On my sailboat, I closed the seacock every time we left the boat. I always hung the key over the seacock handle.

On this boat I don’t normally close the seacock when we leave the boat. It was closed this time because I had gotten out of my normal routine and had gone down to the boat just to do a fresh water flush on the engine. I forget to open the seacock after I did that.

I like the idea of a flow alarm, but I’ve only done this once before, two boats ago it may be a solution in search of a problem.

Checking the impeller more often is likely a good idea. Changing the impeller is a PITA, but checking the impeller isn’t too tough.

I also was once again appalled at the cost of a replacement impeller. The things are ridiculously expensive.

Dave:
It is all about systems.
You decided to deviate from your normal systems and do something out of your normal comfort zone and that led to forgetting to re-open the thru-hull.
Every time I deviate from my normal system I forget something. Mostly of no consequence, but your experience convinces me that should I deviate again, I should be very careful to check all of those items that could come back to bite me.

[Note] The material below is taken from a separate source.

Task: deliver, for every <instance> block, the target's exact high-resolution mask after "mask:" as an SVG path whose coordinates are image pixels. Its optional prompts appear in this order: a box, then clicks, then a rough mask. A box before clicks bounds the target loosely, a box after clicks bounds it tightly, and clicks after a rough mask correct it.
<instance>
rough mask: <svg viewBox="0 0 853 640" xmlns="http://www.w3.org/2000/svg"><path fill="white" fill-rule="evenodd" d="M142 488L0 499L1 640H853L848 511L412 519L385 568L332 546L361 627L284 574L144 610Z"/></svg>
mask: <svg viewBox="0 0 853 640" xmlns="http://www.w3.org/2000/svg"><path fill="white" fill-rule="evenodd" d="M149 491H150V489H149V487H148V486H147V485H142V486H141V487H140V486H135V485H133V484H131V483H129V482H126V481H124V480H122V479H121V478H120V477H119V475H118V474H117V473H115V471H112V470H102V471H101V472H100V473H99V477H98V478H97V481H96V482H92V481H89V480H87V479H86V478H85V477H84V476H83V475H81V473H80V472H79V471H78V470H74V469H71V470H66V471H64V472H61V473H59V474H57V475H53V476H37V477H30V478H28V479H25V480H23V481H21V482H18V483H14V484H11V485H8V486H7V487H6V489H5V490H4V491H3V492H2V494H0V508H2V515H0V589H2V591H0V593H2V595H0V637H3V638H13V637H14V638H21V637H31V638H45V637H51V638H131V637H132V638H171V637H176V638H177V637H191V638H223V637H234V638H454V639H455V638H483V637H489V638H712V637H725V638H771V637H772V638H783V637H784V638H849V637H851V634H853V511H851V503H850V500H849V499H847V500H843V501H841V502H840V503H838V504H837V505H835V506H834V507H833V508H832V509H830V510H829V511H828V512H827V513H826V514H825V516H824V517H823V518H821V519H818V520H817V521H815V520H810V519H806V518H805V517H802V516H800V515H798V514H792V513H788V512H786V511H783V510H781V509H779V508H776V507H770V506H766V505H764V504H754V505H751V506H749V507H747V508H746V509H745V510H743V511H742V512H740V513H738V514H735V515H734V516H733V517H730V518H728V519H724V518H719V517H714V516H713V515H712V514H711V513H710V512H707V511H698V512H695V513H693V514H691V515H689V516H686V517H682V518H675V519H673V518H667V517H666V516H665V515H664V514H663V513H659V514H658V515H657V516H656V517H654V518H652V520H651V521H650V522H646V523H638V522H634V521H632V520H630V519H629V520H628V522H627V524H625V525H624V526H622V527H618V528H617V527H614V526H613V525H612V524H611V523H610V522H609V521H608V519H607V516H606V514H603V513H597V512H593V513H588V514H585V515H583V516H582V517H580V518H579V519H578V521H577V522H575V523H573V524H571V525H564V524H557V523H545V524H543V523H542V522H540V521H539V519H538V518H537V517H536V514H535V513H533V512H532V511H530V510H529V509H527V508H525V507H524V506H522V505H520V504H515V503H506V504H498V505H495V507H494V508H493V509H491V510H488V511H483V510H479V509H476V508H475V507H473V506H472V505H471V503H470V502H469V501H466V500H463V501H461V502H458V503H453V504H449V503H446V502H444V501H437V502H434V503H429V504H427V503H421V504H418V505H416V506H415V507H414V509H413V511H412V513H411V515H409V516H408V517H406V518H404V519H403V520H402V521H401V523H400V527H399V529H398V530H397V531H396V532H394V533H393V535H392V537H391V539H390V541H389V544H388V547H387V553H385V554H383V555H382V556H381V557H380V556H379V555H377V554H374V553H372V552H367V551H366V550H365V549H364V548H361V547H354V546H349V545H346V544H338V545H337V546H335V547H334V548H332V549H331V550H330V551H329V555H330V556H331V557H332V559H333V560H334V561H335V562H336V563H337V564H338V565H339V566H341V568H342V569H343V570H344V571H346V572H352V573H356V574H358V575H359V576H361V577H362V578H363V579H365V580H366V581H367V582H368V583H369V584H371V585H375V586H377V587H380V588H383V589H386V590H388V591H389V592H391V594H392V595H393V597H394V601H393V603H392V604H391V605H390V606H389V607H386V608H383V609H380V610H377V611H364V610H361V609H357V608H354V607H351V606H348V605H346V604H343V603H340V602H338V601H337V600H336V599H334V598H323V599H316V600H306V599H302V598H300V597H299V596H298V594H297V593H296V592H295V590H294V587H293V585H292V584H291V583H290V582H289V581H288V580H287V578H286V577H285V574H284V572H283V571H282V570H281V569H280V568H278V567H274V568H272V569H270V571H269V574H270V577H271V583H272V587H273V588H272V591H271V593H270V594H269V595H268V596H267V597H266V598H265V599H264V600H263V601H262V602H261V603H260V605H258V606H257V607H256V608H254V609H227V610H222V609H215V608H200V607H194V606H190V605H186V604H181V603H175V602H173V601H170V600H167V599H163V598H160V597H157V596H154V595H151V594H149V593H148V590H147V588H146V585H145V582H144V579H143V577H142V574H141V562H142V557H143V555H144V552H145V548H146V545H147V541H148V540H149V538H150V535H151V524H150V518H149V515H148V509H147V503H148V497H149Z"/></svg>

In my boat, the thru hulls, especially the ones that allow the engine to get cooling water, get exercised twice every 7 years. the first time is when I schedule my regular insurance survey, the second time is when the surveyor exercises them in the survey, always with a comment like "most of the thru-hulls I see are seized". In our local waters, for which I include where you are, there is no danger whatsoever of freezing, so you don't need to close the thru hull when you are away from your boat. You will see the condition of your hoses whenever you are doing regular cleanups or any other maint in the ER, so don't need to worry about a hose deteriorating, and face it, your boat isn't old, so that isn't going to be an issue for decades. Too bad you decided to do a flush. Way out of your comfort zone......Why would you need to do a flush on a boat that is as new as yours? What is in the water where you moor that you are afraid of? As you now know, the consequences of not doing a flush are way less than the consequences of doing one and forgetting to re-open the thru-hull!
As for flushing, if you have zincs in your cooling system, you don't need to replace the salt water with fresh. If you don't have zincs, you might benefit from having some fresh in the cooling system, but the jury is out on that, as several engines commonly used in salt water don't even come with zincs. I found this out when my son bought a Monaro 27, built in Richmond BC ( on or almost surrounded by salt water) and went to replace zincs in the engine Heat exchangers, only to find that there are none. Nothing on the boat to suggest he ought to be flushing with fresh.

If you can develop systems that work, don't be quick to deviate from them.
If it isn't broken, don't try fixing it.